According to latest reports, Vinnik, who has been detained in a Greek jail for the last 19 months, has requested for extradition to his homeland, Russia. The 39-year-old Russian nation is suspected of Bitcoin fraud and is wanted by three countries on various criminal charges. On Thursday, he lodged an appeal with a Piraeus court for his “release or extradition to Russia for humanitarian reasons”.
Alexander Vinnik has been on a hunger strike for the past 3 months; a decision that has taken a toll on his health. Many in the cryptoverse have attacked the decisions taken by the Greek court to keep Vinnik locked up for 19 months, when the maximum term for any pre-trial detention is 18 months.
The founder was arrested in Greece way back in July 2017. Since then, countries such as the US, Russia and France have requested his extradition. His lawyer claimed that even though many people used BTC-e for nefarious purposes, Vinnik was completely innocent. The lawyer recently said:
“Vinnik is not supposed to be in jail right now. Many businessmen used the exchange to sidestep legal authorities and many of the charges on him were not illegal at the time of Vinnik’s arrest.”

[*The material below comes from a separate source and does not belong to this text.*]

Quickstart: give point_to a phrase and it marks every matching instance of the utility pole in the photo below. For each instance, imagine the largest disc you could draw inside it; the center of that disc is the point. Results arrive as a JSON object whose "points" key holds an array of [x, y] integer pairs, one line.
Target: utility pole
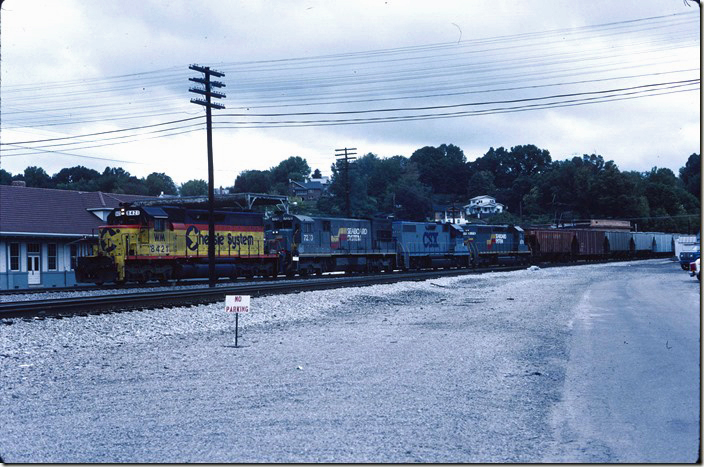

Excluding Vinnik’s latest request, the Greek courts have approved requests from Russia, France and the US, with the onus now upon Justice Minister Michalis Kalogirou to determine Vinnik’s fate. When Vinnik was arrested, he had a total of 21 criminal charges leveled against him. US prosecutor Brian Stretch had said:
“Cryptocurrencies such as Bitcoin provide people around the world new and innovative ways of engaging in legitimate commerce. As this case demonstrates, however, just as new computer technologies continue to change the way we engage each other and experience the world, so too will criminals subvert these new technologies to serve their own nefarious purposes.”